The problem with bronze is that people would figure out pretty quickly that you could melt down the useless tablets to make swords and armor suchlike. Bronze is to easy to destroy. You need something that is durable, yet useless except as a solid block.

So slabs of granite might be repurposed as building materials, but if they’re scavenging the slabs for building materials they aren’t likely to deliberately chip off the writing. Instead they’re more likely to mortar the slabs in place whole, and thus preserve them.

So maybe what we really want is to create millions and millions of largish granite or other durable stone blocks inscribed on all sides with useful information. Each brick itself won’t contain a whole library, the brick would just be a single page, but we’d create lots of them. Some bricks are language primers, maybe we could make these a special color.

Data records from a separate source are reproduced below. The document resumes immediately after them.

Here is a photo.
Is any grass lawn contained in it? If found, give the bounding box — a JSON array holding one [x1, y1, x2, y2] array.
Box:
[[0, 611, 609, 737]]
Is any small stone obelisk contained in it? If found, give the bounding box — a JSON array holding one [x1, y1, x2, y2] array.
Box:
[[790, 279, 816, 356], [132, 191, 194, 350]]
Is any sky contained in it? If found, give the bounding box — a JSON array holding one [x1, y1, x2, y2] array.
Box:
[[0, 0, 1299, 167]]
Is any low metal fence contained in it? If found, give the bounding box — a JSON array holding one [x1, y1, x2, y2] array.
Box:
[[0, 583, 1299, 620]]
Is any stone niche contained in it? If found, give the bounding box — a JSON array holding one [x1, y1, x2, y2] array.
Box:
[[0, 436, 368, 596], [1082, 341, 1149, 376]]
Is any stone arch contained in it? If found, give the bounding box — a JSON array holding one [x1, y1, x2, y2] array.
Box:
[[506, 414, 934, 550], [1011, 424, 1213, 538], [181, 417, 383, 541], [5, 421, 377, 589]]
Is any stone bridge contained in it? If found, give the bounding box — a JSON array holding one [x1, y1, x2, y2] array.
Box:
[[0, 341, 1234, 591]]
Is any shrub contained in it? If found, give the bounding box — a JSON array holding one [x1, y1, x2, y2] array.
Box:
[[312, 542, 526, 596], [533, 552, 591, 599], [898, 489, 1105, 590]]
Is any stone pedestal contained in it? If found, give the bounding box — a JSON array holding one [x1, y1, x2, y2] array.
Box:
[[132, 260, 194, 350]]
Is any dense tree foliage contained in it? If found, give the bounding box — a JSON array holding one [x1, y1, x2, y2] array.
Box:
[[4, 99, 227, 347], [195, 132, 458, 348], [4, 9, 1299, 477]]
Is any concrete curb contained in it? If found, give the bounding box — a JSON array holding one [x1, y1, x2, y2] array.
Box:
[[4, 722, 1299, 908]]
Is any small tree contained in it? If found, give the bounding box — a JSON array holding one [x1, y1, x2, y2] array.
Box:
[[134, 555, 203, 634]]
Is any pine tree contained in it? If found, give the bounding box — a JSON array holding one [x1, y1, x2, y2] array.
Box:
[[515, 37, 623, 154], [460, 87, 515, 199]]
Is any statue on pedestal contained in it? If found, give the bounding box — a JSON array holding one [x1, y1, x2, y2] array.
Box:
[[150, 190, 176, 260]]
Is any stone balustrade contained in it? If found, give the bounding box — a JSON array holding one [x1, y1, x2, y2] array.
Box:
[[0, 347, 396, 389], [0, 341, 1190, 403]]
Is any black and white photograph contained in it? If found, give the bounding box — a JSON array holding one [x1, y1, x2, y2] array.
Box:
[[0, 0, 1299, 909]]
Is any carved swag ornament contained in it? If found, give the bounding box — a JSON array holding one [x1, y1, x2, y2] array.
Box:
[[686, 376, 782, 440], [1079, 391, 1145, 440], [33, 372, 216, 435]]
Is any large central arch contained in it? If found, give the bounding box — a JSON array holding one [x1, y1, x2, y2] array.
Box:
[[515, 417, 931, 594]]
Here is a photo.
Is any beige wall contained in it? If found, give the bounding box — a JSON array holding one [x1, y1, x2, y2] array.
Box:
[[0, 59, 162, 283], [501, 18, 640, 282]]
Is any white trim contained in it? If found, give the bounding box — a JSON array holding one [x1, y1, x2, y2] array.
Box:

We leave the bricks lying around in piles at likely future building sites, each pile with maybe a dozen or a hundred copies of each “page”. Future generations of people come across the bricks, look at the funny squiggles, then shrug and build houses out of them. Years later priests and gentlemen of leisure get interested in the funny designs that the peasants have on their bricks, and try to figure them out.

And the bricks have been preserved because they are useful exactly as they are, and don’t need to be transformed to make them useful. We don’t rely on single large monoliths that can be buried or lost, we rely on massive redundancy and ubiquity. And we don’t worry so much about the blocks being lost, because they are constantly being scavenged and reused, and even if lots of bricks get ruined or broken we still have plenty of backup.